To make this analysis, Schroeder and her colleagues looked at 43 different dinosaur communities from seven continents across more than 136 million years of ecological history. The team analysed more than 550 species of dinosaurs, categorising them by weight and diet, which in turn allowed them to compile meaningful community groupings consisting of small-, medium-, and large-sized dinosaurs.

Results showed that mesocarnivores were largely absent in communities ruled by megatheropods, and this held true regardless of the time period or geographic location. That said, this ecological gap appeared to be most pronounced during the Cretaceous, which is hardly a surprise given that megatheropods were prolific at the time.

The team also ran the numbers to see if these results made sense.

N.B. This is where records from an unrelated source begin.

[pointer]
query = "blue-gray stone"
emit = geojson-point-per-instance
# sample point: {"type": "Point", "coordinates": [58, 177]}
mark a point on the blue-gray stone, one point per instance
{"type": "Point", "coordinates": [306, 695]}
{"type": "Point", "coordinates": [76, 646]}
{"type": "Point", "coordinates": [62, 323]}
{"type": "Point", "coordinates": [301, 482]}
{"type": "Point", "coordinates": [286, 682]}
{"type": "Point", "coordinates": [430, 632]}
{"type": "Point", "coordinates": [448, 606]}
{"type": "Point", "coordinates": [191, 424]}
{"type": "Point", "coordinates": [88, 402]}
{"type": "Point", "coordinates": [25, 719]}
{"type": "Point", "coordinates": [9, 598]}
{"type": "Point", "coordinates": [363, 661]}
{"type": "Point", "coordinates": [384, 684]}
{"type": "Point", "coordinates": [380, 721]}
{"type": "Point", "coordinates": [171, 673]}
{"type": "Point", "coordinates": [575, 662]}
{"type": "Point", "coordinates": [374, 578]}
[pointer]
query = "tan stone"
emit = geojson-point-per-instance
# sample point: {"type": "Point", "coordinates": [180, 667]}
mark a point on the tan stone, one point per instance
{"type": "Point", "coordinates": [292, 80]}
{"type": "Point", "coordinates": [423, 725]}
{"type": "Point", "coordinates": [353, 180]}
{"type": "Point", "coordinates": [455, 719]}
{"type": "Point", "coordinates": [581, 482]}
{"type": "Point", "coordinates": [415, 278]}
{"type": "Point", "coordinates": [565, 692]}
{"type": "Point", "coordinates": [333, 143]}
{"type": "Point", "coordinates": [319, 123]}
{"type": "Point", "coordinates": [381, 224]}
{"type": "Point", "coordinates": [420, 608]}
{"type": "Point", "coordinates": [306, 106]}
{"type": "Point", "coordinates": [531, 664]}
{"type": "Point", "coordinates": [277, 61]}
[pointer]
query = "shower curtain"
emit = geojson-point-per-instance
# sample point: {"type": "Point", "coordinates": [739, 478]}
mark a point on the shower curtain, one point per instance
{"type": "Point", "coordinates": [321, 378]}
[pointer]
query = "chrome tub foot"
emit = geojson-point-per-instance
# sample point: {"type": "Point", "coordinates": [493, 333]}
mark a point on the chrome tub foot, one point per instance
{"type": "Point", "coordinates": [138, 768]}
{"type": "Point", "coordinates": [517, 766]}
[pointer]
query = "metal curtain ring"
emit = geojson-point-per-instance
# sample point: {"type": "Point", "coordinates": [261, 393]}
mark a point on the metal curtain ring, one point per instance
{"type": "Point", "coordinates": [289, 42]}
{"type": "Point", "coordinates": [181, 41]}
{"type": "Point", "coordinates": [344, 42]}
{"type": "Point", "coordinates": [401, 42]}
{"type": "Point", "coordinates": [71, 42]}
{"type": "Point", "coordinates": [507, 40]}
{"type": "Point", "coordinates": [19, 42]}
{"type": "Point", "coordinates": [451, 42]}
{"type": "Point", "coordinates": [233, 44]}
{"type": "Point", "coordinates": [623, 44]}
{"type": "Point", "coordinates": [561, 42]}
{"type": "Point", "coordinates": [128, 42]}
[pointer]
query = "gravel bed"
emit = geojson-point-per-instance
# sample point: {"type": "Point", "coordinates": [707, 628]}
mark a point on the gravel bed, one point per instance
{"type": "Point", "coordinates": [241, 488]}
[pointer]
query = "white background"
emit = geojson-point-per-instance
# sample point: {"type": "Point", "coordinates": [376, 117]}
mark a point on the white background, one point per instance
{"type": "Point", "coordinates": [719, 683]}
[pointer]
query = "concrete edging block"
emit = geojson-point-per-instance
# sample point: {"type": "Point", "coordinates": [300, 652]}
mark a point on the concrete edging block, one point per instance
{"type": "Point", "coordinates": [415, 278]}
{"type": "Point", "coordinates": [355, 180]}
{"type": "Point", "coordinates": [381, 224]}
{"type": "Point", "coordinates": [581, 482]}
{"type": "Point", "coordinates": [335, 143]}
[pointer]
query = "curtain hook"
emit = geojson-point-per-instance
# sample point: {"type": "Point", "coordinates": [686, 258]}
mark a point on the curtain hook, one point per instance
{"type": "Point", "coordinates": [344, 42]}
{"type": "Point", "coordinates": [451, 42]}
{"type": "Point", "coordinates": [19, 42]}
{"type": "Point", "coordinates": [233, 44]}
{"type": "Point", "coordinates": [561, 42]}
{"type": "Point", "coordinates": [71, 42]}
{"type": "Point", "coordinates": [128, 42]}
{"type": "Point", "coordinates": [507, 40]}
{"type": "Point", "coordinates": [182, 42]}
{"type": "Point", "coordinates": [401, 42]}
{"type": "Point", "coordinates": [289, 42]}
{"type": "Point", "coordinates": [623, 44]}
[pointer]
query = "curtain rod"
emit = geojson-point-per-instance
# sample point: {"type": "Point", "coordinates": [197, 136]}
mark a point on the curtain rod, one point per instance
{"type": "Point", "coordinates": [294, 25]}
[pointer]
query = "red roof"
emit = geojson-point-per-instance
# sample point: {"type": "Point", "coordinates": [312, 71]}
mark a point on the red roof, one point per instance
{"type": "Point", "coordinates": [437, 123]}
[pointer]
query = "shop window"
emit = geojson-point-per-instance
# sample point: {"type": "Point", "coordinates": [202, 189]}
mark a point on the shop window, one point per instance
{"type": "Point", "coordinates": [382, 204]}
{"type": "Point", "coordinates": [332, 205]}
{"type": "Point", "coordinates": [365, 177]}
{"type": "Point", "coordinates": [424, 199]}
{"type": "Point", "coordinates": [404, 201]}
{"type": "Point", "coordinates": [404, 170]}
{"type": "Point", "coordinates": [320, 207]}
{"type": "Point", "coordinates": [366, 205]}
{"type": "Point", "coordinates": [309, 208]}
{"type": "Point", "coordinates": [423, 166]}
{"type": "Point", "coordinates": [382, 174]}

By considering factors such as growth and survival rates, the team was able to estimate the proportion of juvenile megatheropods in the various dinosaur communities.

“The fact that we observed the gap in carnivorous dinosaurs over many different communities that have different climates, from very different points in time indicated strongly that it was being caused by [juvenile megatheropods],” said Schroeder. “Adding the juveniles of megatheropods into those communities and seeing them fit neatly into the gap indicated really strongly that they were at least part of the reason we were observing decreased dinosaur diversity.”

This approach, in which researchers examined individual communities and dinosaurs of all shapes and sizes were compared, is “the first attempt to quantitatively identify ecological drivers behind dinosaur mass distributions,” said Schroeder.

Brusatte really liked the new study, but he worried that paleontologists might not be sampling smaller dinosaurs in the fossil record.

“We sample so many small mammal fossils, but that’s because their durable teeth preserve well as fossils, and are so complex that we can use even fragments of teeth to identify mammal species. That’s not the case with dinosaurs,” he said. “This might affect some of the results of this study, but not the main finding that there is a gap in the body size distribution of meat-eating dinosaurs, with juveniles of the largest species filling the ecological niches that might otherwise be filled by distinct species of moderate adult body size.”

When asked about a possible selection bias in the fossil samples, Schroeder dismissed it as a problem.

“I don’t think selection bias would come into play at all, since we examined many of the most well known and well sampled formations, covering 136 million years and representing every continent,” she said. “Our data set includes nearly half of all known dinosaur species, so it’s pretty unlikely that our data isn’t representative of dinosaurs as a whole.”

“It’s difficult to say whether one agrees with the conclusions of this paper, because as the authors state, no one has ever tried to quantify ontogenetic niche shifting in dinosaurs this rigorously, so we really don’t have anything else to compare it to,” said Woodward.

By “ontogenetic niche shifting,” she is referring to the changing ecological role of dinosaurs as they get older and bigger.

“But I think their study hit the right level of detail and brevity,” added Woodward. “It will promote discussion of the subject and likely encourage more targeted investigations by other researchers.”